Она замолкает, глядя вокруг, точно видит все впервые. За окном май, как в минувшем году, когда за столом был Тихонов. И широко распахнуты двери, как тогда, поэтому дом кажется таким просторным.

— Счастливый? Наверно. Но из тех счастливых, что видели горе... И в своей жизни. Отца скосил голод в двадцать первом, мать — в сорок первом...

Она вновь замолкает, не в силах совладать со скорбью, что поселилась в ней...

Я возвращаюсь от Тихоновых. Шумят несравненные переделкинские березы, распадаясь на зеленые ручьи, по-майски бледно-зеленые, а память воссоздает рассказ, который я только что услышал, многократно повторяя:

«Человек, он был человеком...»

ШАГИНЯН

1. ТОЧНОСТЬ ВИДЕНИЯ

Наверно, само наше время обратило в миф притчу о поэте, который оборонился от жизни и жизненных тревог стенами пресловутой башни, — да есть ли такой поэт и мыслим ли он сегодня? Если речь идет о стенах из слоновой кости, то вряд ли мыслим, однако во всем остальном... В не столь уж отдаленные времена в южнорусском городе судьба свела меня с писателем. Город был невелик, и писатель, успевший заявить о себе книгой содержательной, был фигурой заметной. Но вот в его образе жизни было свое отличие. Собственно, это своеобычие было в облике человека, в самом цвете лица, не очень типичного для обитателей нашего знатного града: оно было неестественно белым, быть может даже бело-зеленым. Оставалось понять: каким образом человек уберег себя от нашего щедрого солнца? Впрочем, все вопросы снимались, если вам удавалось видеть, как человек пробегал на рысях не такое уж большое расстояние от дома до редакции городской газеты, где он работал литсекретарем, и обратно. Достигнув дома, он скрывался за высоким забором, скрывался с такой поспешностью, будто за ним была учинена погоня. Теперь никакими силами нельзя было извлечь его па свет божий — он уединялся в прохладной полутьме сарайчика, стоящего в глубине яблоневого сада, склонившись над рукописью. Если, случалось, писатель необходим был городу, самое большее, на что можно было рассчитывать, — что в неширокой прорези, оставленной в калитке для почтальона, появится пугливый глаз жены нашего героя, существа смятенного и простодушного, точно посланного ему небом специально для того, чтобы он, не дай бог, не помер с голоду.

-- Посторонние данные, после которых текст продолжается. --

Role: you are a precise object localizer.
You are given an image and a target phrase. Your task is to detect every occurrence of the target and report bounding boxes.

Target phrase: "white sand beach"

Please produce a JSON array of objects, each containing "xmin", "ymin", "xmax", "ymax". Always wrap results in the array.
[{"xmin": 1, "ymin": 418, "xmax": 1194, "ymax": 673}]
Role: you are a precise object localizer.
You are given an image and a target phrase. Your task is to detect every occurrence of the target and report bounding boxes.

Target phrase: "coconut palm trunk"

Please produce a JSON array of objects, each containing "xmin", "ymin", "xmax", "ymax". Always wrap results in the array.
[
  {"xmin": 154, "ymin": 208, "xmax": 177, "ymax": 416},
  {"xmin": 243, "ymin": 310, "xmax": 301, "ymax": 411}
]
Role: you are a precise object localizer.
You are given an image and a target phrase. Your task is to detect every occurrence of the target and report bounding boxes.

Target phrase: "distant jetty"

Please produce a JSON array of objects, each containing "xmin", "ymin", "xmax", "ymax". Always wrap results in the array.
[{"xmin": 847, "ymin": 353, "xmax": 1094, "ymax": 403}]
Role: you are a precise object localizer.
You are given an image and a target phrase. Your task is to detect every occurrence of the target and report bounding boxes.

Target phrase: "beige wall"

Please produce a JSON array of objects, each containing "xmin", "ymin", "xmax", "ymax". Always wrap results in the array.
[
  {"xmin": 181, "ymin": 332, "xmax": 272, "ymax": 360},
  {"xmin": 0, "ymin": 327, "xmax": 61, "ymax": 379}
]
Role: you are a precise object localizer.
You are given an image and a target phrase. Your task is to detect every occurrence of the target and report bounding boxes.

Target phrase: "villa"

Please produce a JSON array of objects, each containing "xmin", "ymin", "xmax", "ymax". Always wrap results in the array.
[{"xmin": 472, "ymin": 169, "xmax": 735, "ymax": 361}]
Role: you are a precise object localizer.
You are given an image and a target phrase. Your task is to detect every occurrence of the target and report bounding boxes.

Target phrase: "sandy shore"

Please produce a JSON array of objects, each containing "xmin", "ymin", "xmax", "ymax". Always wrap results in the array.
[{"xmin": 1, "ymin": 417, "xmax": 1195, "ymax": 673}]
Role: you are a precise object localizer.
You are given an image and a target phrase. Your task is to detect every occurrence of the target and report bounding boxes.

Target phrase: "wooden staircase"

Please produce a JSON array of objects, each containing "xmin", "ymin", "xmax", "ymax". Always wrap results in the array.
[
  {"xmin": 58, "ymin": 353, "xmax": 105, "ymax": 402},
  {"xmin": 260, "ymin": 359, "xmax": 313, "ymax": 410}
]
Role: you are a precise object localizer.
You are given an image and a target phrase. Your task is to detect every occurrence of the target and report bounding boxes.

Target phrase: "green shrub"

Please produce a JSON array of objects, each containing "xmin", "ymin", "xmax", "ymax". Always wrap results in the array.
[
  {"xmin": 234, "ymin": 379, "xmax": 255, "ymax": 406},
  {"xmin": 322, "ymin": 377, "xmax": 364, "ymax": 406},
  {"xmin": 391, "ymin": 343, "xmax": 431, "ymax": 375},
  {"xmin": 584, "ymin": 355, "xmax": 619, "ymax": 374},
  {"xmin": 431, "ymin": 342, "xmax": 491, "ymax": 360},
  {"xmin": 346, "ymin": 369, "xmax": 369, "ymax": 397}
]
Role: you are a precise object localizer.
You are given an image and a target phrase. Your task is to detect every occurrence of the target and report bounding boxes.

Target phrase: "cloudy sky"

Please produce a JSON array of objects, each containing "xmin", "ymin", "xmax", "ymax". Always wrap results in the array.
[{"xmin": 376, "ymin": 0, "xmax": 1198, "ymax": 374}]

Философия, которую исповедовал наш бледнолицый брат, сводилась к формуле: лишь время, отданное рукописи, «полно», все остальное «пусто». Наверно, эта мысль могла возобладать в человеке, одержимом немалым эгоизмом, — человек очень берег себя, больше, чем должен беречь себя писатель... Ему было невдомек, что, сберегая, он выключает себя из жизни: сердце, не получившее нагрузки, перестает работать первым, как, впрочем, не только сердце... Не очень хочется обращаться при этом к судьбе человека, о котором идет речь, хотя судьба эта убедительно подтвердила правоту этой мысли... Казалось, человек, столь спрессовавший свое время и обративший его па пользу рукописи, должен был создать нечто такое, что навсегда останется в памяти людской, но получилось иначе. В годы оны наш герой ушел в мир иной, а вместе с ним и все написанное им. Осталось единственное, что хранит память, по крайней мере моя: раздумье острое над тем, каким должен быть образ жизни писателя, как, впрочем, и сам писатель, строй его взглядов на свое призвание, и есть ли смысл ему вот так, напрочь, отсекать свои связи с живой действительностью? Обо всем этом думаешь тем упорнее, что есть ведь и иные примеры в жизни, утверждающие иные принципы и законы. Один из них, на мой взгляд, в высшей степени поучителен — Шагинян. Пример ее жизни в литературе, пример ее подвижничества.